The Lahore High Court has accepted a petition seeking direction to the government to bring back the Koh-i-Noor diamond from Queen Elizabeth II. The Koh-i-Noor is one of the Crown Jewels and is now on display in the Tower of London.
The petition, filed by Barrister Javed Iqbal Jaffry, has named Queen Elizabeth II and Philip Barton, Britain’s High Commissioner to Pakistan respondents in the case.
Justice Khalid Mahmood Khan overruled the objection by the Court’s Registrar office which claimed that it was non-maintainable and that the court had no jurisdiction to hear a case against the British Queen.
The petitioner filed a fresh application in the High Court pleading that:
- In Britain, the Queen is respondent in every case. So she could also be made respondent in a Pakistani case.
- Britain “forcibly and under duress” stole the diamond from Daleep Singh, grandson of Maharaja Ranjeet Singh, and took it to Britain.

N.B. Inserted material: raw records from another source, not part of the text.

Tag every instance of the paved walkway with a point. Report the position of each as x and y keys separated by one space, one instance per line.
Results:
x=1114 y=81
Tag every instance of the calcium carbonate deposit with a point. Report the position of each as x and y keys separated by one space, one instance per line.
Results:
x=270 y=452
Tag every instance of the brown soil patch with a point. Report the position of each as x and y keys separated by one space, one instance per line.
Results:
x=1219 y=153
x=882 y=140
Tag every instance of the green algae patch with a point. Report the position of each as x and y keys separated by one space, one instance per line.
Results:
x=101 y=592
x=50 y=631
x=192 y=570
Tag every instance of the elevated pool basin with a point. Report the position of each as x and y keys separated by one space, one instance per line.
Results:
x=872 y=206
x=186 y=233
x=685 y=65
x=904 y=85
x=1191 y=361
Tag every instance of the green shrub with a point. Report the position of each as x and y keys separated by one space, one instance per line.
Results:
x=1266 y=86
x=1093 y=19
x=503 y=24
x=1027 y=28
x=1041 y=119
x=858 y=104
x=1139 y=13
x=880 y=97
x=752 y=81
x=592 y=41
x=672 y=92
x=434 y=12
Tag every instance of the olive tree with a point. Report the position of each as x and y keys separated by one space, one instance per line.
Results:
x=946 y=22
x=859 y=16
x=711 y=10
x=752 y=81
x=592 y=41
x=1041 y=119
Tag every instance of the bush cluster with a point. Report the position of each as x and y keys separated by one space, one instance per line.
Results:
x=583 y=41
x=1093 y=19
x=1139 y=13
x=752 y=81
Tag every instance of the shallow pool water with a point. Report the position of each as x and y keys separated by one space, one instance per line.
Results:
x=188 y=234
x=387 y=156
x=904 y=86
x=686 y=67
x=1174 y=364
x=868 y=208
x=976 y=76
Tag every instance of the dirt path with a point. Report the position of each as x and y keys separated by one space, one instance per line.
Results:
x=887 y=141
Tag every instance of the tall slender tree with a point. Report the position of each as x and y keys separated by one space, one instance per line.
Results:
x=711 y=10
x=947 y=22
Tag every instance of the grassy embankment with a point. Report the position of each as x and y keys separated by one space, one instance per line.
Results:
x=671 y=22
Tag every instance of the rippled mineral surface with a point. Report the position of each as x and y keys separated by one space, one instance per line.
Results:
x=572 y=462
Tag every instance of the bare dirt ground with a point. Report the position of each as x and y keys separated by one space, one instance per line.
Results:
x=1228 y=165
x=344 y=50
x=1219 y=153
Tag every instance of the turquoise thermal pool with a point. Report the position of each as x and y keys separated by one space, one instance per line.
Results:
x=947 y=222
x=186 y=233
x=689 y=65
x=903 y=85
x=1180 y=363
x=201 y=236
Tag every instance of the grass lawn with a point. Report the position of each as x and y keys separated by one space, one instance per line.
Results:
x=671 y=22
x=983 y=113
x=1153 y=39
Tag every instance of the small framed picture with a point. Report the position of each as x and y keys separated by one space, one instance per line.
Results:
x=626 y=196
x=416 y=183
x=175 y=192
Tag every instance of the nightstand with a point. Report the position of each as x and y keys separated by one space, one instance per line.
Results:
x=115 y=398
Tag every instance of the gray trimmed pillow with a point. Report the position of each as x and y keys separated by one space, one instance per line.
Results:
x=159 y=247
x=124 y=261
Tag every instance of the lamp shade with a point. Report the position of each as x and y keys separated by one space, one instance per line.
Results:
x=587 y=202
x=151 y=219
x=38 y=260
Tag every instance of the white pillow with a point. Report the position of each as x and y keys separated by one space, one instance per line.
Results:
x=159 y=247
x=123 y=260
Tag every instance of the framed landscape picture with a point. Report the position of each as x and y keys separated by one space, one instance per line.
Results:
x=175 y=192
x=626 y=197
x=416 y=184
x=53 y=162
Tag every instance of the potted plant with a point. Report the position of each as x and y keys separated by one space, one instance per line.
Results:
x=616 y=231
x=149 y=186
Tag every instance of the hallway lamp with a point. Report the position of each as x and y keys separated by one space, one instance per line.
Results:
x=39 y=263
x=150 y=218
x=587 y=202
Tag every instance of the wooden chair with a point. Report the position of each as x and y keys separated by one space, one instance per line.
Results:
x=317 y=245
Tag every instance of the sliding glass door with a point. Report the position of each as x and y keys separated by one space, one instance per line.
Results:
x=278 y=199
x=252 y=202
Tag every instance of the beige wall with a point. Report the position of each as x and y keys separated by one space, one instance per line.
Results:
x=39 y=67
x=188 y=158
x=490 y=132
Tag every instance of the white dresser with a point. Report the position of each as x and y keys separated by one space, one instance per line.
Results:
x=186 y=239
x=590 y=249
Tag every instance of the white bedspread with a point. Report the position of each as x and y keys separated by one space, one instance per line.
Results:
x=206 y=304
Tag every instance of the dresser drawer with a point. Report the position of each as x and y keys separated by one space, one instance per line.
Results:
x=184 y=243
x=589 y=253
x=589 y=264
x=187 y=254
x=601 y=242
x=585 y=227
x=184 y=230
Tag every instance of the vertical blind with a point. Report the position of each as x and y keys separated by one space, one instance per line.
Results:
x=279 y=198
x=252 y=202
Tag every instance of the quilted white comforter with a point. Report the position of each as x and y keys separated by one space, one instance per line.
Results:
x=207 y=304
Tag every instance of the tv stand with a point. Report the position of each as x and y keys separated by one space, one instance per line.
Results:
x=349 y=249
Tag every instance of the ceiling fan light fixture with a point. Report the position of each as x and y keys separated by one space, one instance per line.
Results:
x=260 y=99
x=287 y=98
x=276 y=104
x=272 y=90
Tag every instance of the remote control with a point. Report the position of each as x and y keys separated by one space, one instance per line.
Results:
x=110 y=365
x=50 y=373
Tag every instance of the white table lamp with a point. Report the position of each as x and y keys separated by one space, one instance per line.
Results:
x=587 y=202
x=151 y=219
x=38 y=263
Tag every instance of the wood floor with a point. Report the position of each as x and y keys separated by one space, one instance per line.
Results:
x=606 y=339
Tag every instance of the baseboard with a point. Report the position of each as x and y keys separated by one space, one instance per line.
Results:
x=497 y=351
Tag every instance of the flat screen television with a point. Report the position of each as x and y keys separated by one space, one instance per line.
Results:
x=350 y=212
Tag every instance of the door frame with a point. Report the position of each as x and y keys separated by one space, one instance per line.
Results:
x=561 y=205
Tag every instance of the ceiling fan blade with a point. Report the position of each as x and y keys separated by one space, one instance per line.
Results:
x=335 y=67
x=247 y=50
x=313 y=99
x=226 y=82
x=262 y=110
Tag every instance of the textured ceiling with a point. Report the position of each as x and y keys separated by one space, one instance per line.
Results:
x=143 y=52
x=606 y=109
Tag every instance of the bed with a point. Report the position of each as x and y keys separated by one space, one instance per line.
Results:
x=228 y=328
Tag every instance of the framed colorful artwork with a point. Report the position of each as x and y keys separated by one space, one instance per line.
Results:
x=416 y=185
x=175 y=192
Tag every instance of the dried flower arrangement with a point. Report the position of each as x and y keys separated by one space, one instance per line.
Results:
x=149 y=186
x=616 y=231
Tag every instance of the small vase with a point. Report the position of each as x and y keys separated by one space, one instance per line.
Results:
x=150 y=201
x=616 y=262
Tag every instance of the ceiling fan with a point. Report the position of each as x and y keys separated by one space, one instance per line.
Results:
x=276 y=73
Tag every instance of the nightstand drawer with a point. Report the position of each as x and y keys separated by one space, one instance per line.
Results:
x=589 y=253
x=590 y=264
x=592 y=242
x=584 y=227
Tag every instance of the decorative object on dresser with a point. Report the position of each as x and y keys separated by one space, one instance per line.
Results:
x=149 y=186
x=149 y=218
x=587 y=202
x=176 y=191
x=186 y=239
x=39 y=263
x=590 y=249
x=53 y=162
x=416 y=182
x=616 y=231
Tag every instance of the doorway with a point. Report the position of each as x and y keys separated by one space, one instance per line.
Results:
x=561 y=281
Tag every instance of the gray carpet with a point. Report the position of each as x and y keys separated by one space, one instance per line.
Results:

- According to him, the diamond was a cultural heritage of the Punjab province “that became Pakistan in 1947.” He argued that it became part of the Crown only at the time of her crowning in 1953.
The Koh-i-Noor was obtained in medieval times from the Kollur mine in Andhra Pradesh’s Guntur district. It was, along with other properties, appropriated by the British in 1850 from the Sikh Empire as war compensation.
India has also long demanded that the diamond be returned to it. The British PM David Cameron on many occasions denied a possibility of returning it stating that “…if you say yes to one, then you would suddenly find the British Museum empty.”